Une revue galicienne avec Bernard Noël


Une publication sur Bernard Noël : revue Amastra-N-Gallar, n°15 automne 2008.
La revue galicienne dirigée par Emilio Arauxio consacre son nouveau numéro à Bernard Noël. Un cahier de contributions évoquant ce que l’œuvre fait entendre de corps : du corps-langage, d’une voix où l’ « extime » travaille l’intime, du poème qui travaille ce continu. L’écriture et l’aventure du monologue y sont particulièrement présentes, notamment dans les notes prises par Béatrice Machet lors d’un entretien et d’une lecture publique à Coaraze, le 7 juin 2008. Les monologues où « le premier mot des phrases est un pronom. » (B. Noël) C’est aussi d’espace qu’il s’agit, de la voix qui s’y ouvre, du sujet, de la rencontre et de l’altérité qui nous transforme – « l’écriture qui trame cette polyphonie intérieure » (J. Ancet). A noter, entre autres, ces regards sur l’œuvre, qui se croisent et ouvrent le débat : les contributions de Jacques Ancet, « L’horreur et l’extase », Béatrice Bonhomme, « Bernard Noël, les mains cousant la lumière », Régine Detambel, dans « La Fente entre le mot et le mot », écrivant que « la rencontre avec l’anatomie n’est pas médicale, mais politique », que B. Noël est « un grand rêveur du corps interne ». A voir si ce rêve du corps se fait dans sa nomination… Signalons aussi Laurent Mourey « Ce livre en l’air – quelques notes continues au travers de La Maladie du sens », des poèmes de B. Noël que Résonance générale avait publié dans son numéro et une « Lettre autour du corps », des poèmes de Florence Pazzottu …
Contacter Amastra-N-Gallar, publicacion dirixada por Emilio Arauxio Apdo. Correos 97 36500 LALIN (Pontevedra).

vendredi 19 décembre 2008

Ben-Ami Koller: une oeuvre qui continue














Il ne terminera jamais la toile qui l’attendait sur le grand chevalet de l’atelier” a très récemment annoncé Annick Dollo-Koller en parlant de son époux Ben-Ami Koller. L’artiste est décédé prématurément. La cérémonie d’adieu se tiendra le samedi 20 décembre 2008 à partir de 10 heures au Crématorium du Père Lachaise dans la salle du Dôme avec une fleur jaune.

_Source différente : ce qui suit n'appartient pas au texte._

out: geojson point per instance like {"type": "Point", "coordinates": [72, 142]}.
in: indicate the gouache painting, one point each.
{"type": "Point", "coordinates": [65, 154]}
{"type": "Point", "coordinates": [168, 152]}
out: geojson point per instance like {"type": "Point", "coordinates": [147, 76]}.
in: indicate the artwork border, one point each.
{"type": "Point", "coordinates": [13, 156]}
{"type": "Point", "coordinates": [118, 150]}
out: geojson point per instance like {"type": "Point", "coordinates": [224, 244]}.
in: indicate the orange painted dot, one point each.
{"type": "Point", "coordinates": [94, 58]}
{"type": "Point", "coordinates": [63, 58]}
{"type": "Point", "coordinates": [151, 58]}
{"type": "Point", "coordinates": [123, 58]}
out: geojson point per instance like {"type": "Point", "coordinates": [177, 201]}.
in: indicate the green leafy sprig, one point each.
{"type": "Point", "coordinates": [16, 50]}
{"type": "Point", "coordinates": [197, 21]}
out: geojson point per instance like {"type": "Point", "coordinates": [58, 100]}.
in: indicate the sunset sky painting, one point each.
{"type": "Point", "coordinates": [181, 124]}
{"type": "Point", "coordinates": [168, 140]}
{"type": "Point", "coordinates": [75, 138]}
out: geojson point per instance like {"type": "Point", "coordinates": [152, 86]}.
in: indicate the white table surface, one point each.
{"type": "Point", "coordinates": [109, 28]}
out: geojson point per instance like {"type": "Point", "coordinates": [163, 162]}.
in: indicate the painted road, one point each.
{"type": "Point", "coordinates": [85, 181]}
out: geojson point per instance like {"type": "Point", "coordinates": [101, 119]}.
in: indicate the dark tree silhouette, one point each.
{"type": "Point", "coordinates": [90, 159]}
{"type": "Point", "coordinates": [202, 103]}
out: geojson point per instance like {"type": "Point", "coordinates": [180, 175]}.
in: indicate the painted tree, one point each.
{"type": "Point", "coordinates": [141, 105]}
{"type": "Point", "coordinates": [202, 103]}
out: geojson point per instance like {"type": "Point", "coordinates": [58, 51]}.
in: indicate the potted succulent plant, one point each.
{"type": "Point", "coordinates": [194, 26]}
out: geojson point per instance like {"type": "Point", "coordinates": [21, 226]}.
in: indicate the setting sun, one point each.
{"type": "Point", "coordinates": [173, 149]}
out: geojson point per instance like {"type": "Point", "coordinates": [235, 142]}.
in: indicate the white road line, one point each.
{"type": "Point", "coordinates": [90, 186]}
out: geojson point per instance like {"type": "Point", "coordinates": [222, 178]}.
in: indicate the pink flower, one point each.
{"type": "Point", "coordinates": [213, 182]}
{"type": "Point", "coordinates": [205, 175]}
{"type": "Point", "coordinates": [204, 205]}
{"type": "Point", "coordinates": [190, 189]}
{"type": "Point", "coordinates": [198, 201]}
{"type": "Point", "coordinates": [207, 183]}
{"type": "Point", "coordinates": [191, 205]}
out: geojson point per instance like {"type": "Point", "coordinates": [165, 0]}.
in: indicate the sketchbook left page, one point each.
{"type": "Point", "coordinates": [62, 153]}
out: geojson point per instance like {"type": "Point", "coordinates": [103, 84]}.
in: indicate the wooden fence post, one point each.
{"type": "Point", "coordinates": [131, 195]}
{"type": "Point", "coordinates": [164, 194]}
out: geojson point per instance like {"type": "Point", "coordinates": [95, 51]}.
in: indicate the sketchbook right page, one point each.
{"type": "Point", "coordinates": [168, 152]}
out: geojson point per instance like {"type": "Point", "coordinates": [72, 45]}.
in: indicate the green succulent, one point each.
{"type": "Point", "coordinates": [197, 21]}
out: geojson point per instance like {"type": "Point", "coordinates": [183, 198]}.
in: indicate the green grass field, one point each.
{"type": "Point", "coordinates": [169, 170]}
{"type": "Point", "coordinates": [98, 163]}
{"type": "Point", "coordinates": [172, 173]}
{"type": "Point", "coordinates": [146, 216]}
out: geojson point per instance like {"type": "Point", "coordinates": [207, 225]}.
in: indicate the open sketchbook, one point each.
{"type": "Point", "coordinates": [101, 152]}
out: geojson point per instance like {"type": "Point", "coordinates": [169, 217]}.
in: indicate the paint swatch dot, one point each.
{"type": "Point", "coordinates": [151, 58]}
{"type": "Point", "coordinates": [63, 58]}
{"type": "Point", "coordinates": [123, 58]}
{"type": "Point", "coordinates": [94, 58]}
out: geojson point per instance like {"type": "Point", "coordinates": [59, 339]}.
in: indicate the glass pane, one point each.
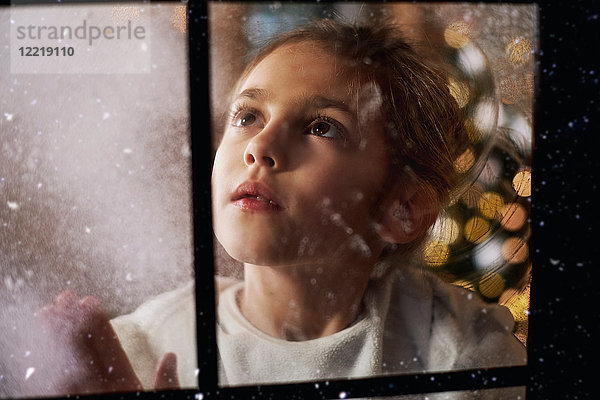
{"type": "Point", "coordinates": [302, 194]}
{"type": "Point", "coordinates": [95, 183]}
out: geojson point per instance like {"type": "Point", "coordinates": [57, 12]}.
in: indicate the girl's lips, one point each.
{"type": "Point", "coordinates": [254, 196]}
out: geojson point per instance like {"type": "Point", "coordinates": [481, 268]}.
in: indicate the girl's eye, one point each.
{"type": "Point", "coordinates": [244, 118]}
{"type": "Point", "coordinates": [325, 128]}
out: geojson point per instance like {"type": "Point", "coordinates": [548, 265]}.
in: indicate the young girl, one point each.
{"type": "Point", "coordinates": [336, 158]}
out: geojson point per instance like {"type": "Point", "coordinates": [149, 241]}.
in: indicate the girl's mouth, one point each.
{"type": "Point", "coordinates": [254, 196]}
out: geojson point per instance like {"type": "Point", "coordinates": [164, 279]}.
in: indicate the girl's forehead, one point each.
{"type": "Point", "coordinates": [310, 64]}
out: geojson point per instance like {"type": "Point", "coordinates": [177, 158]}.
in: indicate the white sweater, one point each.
{"type": "Point", "coordinates": [411, 322]}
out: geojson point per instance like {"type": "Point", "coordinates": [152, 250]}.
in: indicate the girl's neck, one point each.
{"type": "Point", "coordinates": [302, 302]}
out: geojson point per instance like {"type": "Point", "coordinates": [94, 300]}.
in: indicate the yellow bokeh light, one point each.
{"type": "Point", "coordinates": [511, 91]}
{"type": "Point", "coordinates": [518, 50]}
{"type": "Point", "coordinates": [457, 35]}
{"type": "Point", "coordinates": [522, 183]}
{"type": "Point", "coordinates": [460, 92]}
{"type": "Point", "coordinates": [514, 216]}
{"type": "Point", "coordinates": [445, 230]}
{"type": "Point", "coordinates": [471, 197]}
{"type": "Point", "coordinates": [476, 230]}
{"type": "Point", "coordinates": [436, 254]}
{"type": "Point", "coordinates": [515, 250]}
{"type": "Point", "coordinates": [466, 284]}
{"type": "Point", "coordinates": [518, 304]}
{"type": "Point", "coordinates": [490, 204]}
{"type": "Point", "coordinates": [528, 83]}
{"type": "Point", "coordinates": [491, 285]}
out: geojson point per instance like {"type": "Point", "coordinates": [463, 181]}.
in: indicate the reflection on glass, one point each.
{"type": "Point", "coordinates": [95, 210]}
{"type": "Point", "coordinates": [333, 248]}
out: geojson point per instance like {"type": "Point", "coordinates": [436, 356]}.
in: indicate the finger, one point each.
{"type": "Point", "coordinates": [166, 372]}
{"type": "Point", "coordinates": [102, 341]}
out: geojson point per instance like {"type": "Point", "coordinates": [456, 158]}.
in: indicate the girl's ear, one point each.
{"type": "Point", "coordinates": [406, 215]}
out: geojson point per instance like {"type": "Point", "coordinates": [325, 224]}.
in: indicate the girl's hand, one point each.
{"type": "Point", "coordinates": [86, 355]}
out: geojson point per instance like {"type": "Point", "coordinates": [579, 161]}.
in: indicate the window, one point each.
{"type": "Point", "coordinates": [557, 273]}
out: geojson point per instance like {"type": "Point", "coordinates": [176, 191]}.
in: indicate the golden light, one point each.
{"type": "Point", "coordinates": [476, 230]}
{"type": "Point", "coordinates": [522, 183]}
{"type": "Point", "coordinates": [457, 34]}
{"type": "Point", "coordinates": [471, 197]}
{"type": "Point", "coordinates": [460, 92]}
{"type": "Point", "coordinates": [464, 283]}
{"type": "Point", "coordinates": [515, 250]}
{"type": "Point", "coordinates": [490, 204]}
{"type": "Point", "coordinates": [514, 216]}
{"type": "Point", "coordinates": [511, 91]}
{"type": "Point", "coordinates": [491, 285]}
{"type": "Point", "coordinates": [178, 18]}
{"type": "Point", "coordinates": [436, 254]}
{"type": "Point", "coordinates": [528, 83]}
{"type": "Point", "coordinates": [445, 230]}
{"type": "Point", "coordinates": [465, 161]}
{"type": "Point", "coordinates": [518, 50]}
{"type": "Point", "coordinates": [517, 302]}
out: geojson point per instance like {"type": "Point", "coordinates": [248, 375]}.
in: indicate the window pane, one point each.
{"type": "Point", "coordinates": [96, 196]}
{"type": "Point", "coordinates": [272, 278]}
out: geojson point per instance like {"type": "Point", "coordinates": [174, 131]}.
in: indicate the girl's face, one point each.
{"type": "Point", "coordinates": [299, 172]}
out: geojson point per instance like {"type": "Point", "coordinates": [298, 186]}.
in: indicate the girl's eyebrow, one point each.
{"type": "Point", "coordinates": [315, 101]}
{"type": "Point", "coordinates": [255, 94]}
{"type": "Point", "coordinates": [321, 102]}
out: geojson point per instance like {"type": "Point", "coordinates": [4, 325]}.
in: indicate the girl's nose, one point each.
{"type": "Point", "coordinates": [265, 149]}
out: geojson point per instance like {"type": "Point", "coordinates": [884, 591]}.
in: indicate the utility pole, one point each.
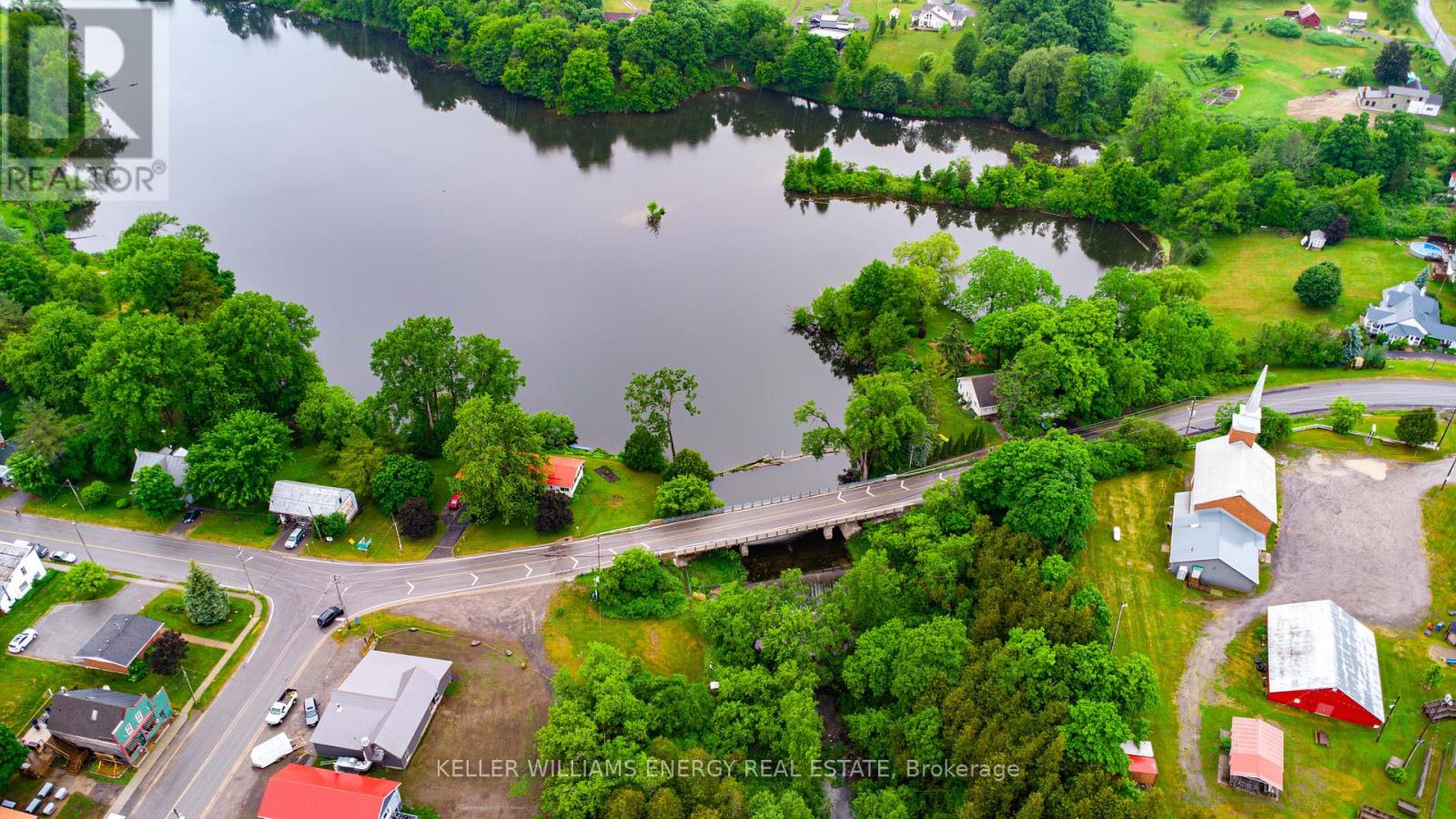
{"type": "Point", "coordinates": [84, 541]}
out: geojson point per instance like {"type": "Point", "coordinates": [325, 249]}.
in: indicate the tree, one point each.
{"type": "Point", "coordinates": [638, 586]}
{"type": "Point", "coordinates": [1417, 428]}
{"type": "Point", "coordinates": [204, 599]}
{"type": "Point", "coordinates": [650, 399]}
{"type": "Point", "coordinates": [587, 85]}
{"type": "Point", "coordinates": [644, 450]}
{"type": "Point", "coordinates": [12, 753]}
{"type": "Point", "coordinates": [1392, 65]}
{"type": "Point", "coordinates": [1344, 414]}
{"type": "Point", "coordinates": [399, 479]}
{"type": "Point", "coordinates": [415, 519]}
{"type": "Point", "coordinates": [499, 450]}
{"type": "Point", "coordinates": [264, 349]}
{"type": "Point", "coordinates": [557, 430]}
{"type": "Point", "coordinates": [86, 581]}
{"type": "Point", "coordinates": [167, 653]}
{"type": "Point", "coordinates": [553, 511]}
{"type": "Point", "coordinates": [691, 462]}
{"type": "Point", "coordinates": [157, 491]}
{"type": "Point", "coordinates": [883, 424]}
{"type": "Point", "coordinates": [237, 460]}
{"type": "Point", "coordinates": [684, 496]}
{"type": "Point", "coordinates": [1320, 285]}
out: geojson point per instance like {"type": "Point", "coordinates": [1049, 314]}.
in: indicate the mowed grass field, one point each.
{"type": "Point", "coordinates": [1251, 278]}
{"type": "Point", "coordinates": [1162, 617]}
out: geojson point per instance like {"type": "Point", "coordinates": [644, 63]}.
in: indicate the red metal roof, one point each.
{"type": "Point", "coordinates": [300, 792]}
{"type": "Point", "coordinates": [562, 471]}
{"type": "Point", "coordinates": [1257, 753]}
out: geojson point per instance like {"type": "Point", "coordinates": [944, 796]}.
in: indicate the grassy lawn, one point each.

Je connaissais Ben-Ami depuis de longues années et j'ai suivi son travail jusqu'à ce qui l'a occupé ces deux dernières années après un voyage à Auschwitz. Quelques dessins issus de ce dernier travail figurent dans le numéro 2 de Résonance générale. Il aurait fallu en dire beaucoup plus, réaliser beaucoup plus de projets communs, mais la force des dessins et des toiles et le désir de simplement inviter à aller voir, à rencontrer cette oeuvre, semblaient suffire dans un premier temps. Nous avions bien d'autres projets... Il m'avait déjà accompagné dans la confiance pour deux livres : A Jour et Ma retenue.
Il va de soi qu'une telle oeuvre exige qu'on y revienne: Ben-Ami n'a pas fini de nous travailler. Nous n'avons pas fini de le compter avec nous.
Qu'Annick, Lysiane et Raphaël sachent que nous sommes de tout coeur avec eux.

Serge Martin-Ritman

Le site de Ben-Ami Koller:
Quelques belles remarques et des témoignages:
http://www.magazinedesarts.com/wordpress/?p=31
Une rencontre avec des élèves:
http://galerie.bleue.free.fr/benamik.htm

dimanche 30 novembre 2008

Un manifeste continué pour une "Résonance générale"

Nous publions ci-dessous les deux premiers textes d'un manifeste continué pour une résonance générale en attendant la suite très prochainement dans le n° 3 de Résonance générale...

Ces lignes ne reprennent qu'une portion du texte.